Nada se conhece a motivação destes primeiros matemáticos para levar seus estudos além dos cálculos dos volumes de sujeira a serem removidos dos canais e das provisões necessárias para os grupos de trabalho. Pode ter sido simplesmente o jogo intelectual – o papel do jogo na história da ciência não deve ser subestimado – que os levou para a álgebra abstrata. Há textos de cerca de 1700 bce que são notáveis por sua elasticidade matemática. Os matemáticos babilônicos conheciam bem a relação pitagórica e a usavam constantemente. Eles podiam resolver equações quadráticas simples e podiam até resolver problemas de interesse composto envolvendo expoentes. A partir de cerca de um milênio depois existem textos que utilizam essas habilidades para fornecer uma descrição matemática muito elaborada dos fenômenos astronômicos.

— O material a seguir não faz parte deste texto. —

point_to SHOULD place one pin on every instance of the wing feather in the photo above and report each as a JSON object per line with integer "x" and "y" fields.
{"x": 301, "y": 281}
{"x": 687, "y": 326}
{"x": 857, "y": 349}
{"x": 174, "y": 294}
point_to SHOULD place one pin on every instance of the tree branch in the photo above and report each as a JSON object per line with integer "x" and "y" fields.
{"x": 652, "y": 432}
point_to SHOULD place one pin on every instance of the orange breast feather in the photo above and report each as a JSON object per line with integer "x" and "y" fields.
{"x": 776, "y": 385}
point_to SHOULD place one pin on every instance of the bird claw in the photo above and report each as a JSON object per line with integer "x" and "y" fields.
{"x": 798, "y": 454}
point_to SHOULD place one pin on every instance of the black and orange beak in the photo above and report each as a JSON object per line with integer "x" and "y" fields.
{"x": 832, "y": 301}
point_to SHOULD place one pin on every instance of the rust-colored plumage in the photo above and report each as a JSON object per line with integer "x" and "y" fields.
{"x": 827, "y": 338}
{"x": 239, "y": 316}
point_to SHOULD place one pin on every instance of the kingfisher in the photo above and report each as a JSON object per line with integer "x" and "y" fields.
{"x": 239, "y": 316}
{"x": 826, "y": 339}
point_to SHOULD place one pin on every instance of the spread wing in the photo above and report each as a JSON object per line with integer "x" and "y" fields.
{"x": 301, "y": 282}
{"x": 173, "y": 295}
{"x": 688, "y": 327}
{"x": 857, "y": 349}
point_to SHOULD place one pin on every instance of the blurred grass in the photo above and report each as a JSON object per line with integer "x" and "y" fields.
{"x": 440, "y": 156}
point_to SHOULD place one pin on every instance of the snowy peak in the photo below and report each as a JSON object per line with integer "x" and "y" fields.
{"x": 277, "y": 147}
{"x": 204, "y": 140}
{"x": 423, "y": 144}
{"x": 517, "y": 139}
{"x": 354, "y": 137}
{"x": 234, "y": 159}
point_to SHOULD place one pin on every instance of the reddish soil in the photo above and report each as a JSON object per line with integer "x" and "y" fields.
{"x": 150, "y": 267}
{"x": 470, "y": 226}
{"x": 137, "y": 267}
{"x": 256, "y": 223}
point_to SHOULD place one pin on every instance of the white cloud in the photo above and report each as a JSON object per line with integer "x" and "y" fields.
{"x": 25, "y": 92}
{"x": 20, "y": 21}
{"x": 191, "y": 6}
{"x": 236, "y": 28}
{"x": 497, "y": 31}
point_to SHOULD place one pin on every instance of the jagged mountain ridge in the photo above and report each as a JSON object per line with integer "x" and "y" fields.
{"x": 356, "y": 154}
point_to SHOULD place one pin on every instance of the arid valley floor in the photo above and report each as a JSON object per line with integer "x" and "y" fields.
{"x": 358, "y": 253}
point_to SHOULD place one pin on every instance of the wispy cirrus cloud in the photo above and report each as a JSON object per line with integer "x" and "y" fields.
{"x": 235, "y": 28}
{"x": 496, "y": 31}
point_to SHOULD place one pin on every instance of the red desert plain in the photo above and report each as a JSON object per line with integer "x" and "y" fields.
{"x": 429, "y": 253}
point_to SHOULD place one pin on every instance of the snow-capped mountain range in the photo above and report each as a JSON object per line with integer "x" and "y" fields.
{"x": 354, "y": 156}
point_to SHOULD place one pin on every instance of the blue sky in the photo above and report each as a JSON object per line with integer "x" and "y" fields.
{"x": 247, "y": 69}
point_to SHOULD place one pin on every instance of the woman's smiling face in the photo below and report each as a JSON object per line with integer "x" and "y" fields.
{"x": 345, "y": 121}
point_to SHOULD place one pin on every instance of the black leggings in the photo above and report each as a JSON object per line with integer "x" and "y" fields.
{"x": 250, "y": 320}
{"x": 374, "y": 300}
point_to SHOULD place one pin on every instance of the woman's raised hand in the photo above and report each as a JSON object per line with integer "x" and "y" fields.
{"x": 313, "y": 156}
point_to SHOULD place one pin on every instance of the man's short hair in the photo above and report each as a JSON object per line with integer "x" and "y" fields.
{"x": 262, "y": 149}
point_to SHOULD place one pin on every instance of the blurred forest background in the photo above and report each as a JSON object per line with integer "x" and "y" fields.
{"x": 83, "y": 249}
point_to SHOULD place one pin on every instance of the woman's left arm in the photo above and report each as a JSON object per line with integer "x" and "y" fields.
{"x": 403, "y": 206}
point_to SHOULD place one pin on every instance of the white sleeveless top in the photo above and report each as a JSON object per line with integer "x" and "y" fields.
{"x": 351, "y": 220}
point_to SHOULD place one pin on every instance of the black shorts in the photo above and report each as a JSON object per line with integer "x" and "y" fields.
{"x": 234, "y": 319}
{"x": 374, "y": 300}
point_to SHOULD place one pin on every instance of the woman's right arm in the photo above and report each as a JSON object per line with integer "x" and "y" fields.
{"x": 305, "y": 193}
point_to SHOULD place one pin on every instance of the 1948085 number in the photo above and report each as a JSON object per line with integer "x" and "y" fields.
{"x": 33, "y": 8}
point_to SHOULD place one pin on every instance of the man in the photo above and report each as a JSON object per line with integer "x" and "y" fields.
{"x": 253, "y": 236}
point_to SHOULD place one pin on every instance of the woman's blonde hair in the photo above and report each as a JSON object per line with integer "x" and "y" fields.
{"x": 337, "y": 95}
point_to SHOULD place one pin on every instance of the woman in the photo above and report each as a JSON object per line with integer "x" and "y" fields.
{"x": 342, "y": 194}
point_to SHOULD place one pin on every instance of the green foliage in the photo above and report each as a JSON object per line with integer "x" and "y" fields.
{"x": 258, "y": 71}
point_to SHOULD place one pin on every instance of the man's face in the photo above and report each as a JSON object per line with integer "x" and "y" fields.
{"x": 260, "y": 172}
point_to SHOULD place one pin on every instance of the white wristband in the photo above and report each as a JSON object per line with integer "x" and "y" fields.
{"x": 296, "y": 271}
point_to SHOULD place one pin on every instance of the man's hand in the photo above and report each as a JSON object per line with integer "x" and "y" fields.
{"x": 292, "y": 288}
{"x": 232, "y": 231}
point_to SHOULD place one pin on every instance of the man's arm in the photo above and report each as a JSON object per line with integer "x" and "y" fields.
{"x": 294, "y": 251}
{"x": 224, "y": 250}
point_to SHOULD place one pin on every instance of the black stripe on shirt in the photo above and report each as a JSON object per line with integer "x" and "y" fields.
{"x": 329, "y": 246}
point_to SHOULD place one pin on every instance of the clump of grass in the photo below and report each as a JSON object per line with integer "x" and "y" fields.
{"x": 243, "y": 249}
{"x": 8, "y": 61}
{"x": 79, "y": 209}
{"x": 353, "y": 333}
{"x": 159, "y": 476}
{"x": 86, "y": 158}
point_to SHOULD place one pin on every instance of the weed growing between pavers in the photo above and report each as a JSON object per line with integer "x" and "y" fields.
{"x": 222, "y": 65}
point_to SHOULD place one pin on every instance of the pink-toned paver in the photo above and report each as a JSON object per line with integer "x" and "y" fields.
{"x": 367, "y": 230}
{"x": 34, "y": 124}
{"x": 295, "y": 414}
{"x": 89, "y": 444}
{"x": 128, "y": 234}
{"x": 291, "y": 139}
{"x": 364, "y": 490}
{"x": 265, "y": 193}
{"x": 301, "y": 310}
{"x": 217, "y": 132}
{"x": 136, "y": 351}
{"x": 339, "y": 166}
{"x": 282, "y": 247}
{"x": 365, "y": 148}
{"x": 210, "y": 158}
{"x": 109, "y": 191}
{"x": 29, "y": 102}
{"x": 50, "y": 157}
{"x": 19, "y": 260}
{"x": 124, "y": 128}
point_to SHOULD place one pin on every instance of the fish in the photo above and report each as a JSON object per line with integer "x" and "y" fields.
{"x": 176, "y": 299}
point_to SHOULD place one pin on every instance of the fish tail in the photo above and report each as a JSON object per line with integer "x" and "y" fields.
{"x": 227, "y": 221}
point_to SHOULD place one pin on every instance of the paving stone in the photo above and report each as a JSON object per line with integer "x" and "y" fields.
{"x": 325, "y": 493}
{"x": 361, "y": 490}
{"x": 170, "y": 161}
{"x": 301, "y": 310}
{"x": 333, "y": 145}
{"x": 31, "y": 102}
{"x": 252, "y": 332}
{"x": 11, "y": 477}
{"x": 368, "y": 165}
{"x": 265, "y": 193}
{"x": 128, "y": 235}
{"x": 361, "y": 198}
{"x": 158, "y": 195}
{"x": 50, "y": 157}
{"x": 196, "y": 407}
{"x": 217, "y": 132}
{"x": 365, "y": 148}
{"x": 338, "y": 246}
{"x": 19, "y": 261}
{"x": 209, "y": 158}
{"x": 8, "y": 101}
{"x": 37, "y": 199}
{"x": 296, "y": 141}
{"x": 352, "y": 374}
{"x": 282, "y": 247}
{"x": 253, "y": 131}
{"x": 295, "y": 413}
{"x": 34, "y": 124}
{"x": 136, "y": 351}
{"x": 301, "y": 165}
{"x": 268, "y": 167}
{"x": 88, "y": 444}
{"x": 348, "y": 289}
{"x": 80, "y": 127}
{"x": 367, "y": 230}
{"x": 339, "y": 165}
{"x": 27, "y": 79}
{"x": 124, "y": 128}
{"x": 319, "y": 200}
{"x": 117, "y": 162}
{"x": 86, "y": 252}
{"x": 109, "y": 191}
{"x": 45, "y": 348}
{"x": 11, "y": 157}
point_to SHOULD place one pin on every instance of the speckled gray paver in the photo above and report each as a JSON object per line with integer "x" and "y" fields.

Embora a China e a Mesopotâmia forneçam exemplos de observação exata e descrição precisa da natureza, o que está faltando é uma explicação no modo científico. Os chineses assumiram uma ordem cósmica que foi vagamente fundada no equilíbrio de forças opostas (yin-yang) e na harmonia dos cinco elementos (água, madeira, metal, fogo e terra). O porquê desta harmonia obtida não foi discutido. Da mesma forma, os egípcios acharam o mundo harmonioso porque os deuses assim o quiseram. Para os babilônios e outras culturas mesopotâmicas, a ordem existia apenas enquanto deuses todo-poderosos e caprichosos a apoiassem. Em todas essas sociedades, os humanos podiam descrever a natureza e usá-la, mas compreendê-la era função da religião e da magia, não da razão. Foram os gregos que primeiro procuraram ir além da descrição e chegar a explicações razoáveis dos fenômenos naturais que não envolviam a vontade arbitrária dos deuses. Os deuses ainda poderiam desempenhar um papel, como de fato fizeram durante séculos, mas mesmo os deuses estavam sujeitos a leis racionais.